Il déclarait à l'ORTF dès 1968 :
"la solution serait d’entrer probablement dans une troisième phase, après la soumission et l’agression. Peut-être verra t-on un jour l’humanité entrer dans une troisième phase que j’appellerai alors résolument 'la réconciliation', la réconciliation de l’homme avec la nature."


C'est donc avec raison que depuis dix ans le conseil fédéral d'EELV s'est clairement prononcé contre la corrida.
Et c'est avec pertinence que le livret élaboré par la commission Condition animale d'EELV à l'occasion des élections régionales et départementales de 2021 mettait en gras la phrase "Nous devons sortir d’une logique de domination et d’exploitation pour aller vers la cohabitation."

L'investiture de Nicolas Cadène

En France, la corrida est interdite sur les neuf-dixièmes du territoire, mais persiste dans une dizaine de départements du sud où elle bénéficie d'une exception pénale.
La première place taurine de France est Nîmes, avec lors de la "temporada" 2019, avant les restrictions liées au Covid, 12 spectacles tauromachiques et 74 bovins suppliciés.
Et Nîmes héberge à elle seule 2 des 6 associations françaises dénommées "écoles taurines", où des mineurs s'entraînent à tuer des taurillons dès l'âge de 13 ans.

La 6e circonscription législative du Gard, avec la 1e circonscription, inclut une partie de la ville de Nîmes. Et elle inclut plus particulièrement les arènes de Nîmes.
L'accord entre les partis de gauche sous l'appellation NUPES (Nouvelle Union populaire écologique et sociale) a attribué cette circonscription à EELV.
Et qui EELV a-t-il investi pour la candidature de cette circonscription le 10 mai 2022 ?
Nicolas Cadène !

Nicolas Cadène et la corrida

Nicolas Cadène est surtout connu des médias et du public pour avoir occupé la fonction de rapporteur de l'Observatoire de la laïcité durant l'existence de celui-ci, de 2013 à 2021. Cet organe consultatif a fait l'objet de maintes polémiques, y compris en interne, mais cette question sensible et complexe n'est pas de notre ressort.
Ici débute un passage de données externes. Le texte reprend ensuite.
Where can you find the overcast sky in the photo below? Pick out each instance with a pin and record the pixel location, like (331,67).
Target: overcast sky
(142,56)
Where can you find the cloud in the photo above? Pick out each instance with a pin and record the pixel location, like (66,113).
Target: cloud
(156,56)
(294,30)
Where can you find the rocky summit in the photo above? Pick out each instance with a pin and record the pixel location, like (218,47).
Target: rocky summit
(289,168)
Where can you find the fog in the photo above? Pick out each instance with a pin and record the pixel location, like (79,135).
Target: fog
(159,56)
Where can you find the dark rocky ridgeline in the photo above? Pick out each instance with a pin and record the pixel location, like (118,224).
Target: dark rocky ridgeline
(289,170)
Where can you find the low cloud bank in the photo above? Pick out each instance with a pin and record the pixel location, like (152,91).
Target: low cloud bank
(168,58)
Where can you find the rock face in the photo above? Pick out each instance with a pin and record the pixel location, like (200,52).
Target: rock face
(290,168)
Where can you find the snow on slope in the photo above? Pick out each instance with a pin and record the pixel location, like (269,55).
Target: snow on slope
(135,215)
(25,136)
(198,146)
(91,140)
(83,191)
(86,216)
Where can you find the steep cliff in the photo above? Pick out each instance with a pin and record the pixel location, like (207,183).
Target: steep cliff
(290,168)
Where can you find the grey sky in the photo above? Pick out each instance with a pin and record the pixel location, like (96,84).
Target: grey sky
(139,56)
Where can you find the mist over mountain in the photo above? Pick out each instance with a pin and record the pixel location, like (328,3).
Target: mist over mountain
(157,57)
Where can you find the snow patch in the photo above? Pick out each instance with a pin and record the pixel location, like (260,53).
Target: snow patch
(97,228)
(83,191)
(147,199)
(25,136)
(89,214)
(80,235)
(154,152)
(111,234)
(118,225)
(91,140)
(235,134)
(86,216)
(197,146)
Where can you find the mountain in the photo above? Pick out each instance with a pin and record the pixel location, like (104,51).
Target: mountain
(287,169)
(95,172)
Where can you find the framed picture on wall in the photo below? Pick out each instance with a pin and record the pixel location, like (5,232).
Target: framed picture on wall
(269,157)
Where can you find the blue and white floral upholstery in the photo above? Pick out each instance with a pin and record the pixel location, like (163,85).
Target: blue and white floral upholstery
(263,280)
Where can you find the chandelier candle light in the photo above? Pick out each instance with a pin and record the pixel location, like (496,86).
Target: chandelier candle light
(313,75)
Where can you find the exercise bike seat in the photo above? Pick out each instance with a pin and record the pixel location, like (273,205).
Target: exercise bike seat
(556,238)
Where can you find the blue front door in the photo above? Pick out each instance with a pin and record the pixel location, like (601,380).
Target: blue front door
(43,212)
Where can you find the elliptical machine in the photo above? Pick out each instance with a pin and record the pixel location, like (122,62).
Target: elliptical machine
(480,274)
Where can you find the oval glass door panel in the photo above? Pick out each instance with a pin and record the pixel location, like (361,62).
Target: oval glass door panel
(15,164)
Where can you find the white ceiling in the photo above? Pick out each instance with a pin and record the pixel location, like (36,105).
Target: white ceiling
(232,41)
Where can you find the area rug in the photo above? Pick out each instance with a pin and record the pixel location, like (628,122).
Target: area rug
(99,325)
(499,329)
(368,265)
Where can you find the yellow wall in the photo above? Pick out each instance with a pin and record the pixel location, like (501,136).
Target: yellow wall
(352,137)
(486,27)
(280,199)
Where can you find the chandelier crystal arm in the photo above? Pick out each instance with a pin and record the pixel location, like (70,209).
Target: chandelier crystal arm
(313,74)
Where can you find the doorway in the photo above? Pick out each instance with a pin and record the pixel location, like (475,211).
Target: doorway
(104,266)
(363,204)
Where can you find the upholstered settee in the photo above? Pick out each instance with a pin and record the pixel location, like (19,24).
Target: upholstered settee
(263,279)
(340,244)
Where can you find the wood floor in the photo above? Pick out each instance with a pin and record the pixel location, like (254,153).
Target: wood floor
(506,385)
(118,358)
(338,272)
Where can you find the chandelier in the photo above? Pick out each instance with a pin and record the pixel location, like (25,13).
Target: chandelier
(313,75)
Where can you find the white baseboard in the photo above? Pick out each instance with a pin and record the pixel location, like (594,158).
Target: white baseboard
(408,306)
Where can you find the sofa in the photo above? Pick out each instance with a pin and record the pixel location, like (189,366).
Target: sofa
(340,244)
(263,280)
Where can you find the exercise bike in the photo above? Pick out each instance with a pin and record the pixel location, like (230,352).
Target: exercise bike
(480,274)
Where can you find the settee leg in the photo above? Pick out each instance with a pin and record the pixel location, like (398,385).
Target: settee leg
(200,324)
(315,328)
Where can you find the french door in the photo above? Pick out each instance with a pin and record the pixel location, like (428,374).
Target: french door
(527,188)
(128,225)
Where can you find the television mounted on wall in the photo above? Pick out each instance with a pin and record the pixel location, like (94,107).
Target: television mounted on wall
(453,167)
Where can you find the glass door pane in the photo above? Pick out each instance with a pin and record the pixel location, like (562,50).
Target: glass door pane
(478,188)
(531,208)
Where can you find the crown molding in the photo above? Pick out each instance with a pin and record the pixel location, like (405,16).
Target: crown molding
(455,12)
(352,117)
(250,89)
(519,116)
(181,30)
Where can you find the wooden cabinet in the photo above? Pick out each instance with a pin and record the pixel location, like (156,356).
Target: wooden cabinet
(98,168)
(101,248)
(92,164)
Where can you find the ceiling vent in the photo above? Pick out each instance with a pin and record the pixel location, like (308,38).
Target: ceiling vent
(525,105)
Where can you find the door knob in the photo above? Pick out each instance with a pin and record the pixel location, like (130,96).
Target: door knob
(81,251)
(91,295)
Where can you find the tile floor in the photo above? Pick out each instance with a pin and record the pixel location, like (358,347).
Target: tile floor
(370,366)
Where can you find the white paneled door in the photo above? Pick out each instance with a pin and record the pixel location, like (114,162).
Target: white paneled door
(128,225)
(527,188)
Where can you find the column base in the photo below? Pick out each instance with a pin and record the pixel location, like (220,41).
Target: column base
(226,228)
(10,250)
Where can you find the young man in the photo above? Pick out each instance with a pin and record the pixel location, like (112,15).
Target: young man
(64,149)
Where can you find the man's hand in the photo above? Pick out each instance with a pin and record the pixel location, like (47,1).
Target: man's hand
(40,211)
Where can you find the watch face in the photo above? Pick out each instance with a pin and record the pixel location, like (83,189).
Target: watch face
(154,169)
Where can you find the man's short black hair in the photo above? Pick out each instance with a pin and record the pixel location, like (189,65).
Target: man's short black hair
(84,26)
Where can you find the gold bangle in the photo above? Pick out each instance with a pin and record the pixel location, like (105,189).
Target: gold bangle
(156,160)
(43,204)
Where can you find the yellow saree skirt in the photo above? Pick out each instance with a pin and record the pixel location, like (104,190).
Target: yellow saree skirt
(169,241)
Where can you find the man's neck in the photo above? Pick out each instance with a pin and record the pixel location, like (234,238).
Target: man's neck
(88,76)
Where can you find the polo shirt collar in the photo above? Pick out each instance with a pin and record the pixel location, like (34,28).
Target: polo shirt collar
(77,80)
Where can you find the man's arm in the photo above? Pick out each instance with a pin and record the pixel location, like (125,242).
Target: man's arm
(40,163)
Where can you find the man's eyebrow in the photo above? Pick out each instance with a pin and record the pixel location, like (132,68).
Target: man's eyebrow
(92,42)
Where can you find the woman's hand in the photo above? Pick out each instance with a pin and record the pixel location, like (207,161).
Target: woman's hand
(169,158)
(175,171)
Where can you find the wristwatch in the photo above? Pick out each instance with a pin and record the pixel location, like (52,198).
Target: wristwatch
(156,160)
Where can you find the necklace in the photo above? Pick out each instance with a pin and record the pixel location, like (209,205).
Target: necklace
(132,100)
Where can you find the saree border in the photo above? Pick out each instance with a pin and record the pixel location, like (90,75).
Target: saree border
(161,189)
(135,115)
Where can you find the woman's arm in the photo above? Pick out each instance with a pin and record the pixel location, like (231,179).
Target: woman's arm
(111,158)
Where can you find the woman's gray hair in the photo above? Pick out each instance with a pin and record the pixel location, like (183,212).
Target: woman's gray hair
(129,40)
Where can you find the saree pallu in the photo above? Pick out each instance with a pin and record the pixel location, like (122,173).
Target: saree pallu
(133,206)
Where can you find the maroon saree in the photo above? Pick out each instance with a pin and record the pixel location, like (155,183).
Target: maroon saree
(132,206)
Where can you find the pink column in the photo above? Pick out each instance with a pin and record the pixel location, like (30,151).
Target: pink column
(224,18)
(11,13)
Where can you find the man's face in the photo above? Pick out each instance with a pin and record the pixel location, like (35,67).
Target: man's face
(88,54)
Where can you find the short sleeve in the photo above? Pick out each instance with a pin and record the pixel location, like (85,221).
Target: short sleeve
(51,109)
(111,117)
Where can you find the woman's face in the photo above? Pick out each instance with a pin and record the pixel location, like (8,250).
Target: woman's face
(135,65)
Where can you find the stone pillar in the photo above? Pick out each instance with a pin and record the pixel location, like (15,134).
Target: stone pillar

En ce qui nous concerne, le problème est le rapport de Nicolas Cadène à la corrida.
On retrouve ainsi maints commentaires virulents en faveur de la corrida sur le site Agoravox en 2006, par exemple ces deux longs commentaires ici et .
On remarquera que dans le second exemple, Nicolas Cadène se réfère à plusieurs reprises à l'"espèce" des taureaux de corrida (alors qu'il s'agit bien sûr d'une race domestique), ce qui est assez pathétique de la part de quelqu'un qui renvoie constamment les opposants à la corrida à leur soi-disant ignorance. Il faut dire que dans le premier exemple, il commençait son commentaire par un hommage à André Viard...

On pourra nous rétorquer qu'à cette époque Nicolas Cadène s'exprimait à titre personnel, et qu'on ne choisit pas ses goûts et ses passions. Admettons.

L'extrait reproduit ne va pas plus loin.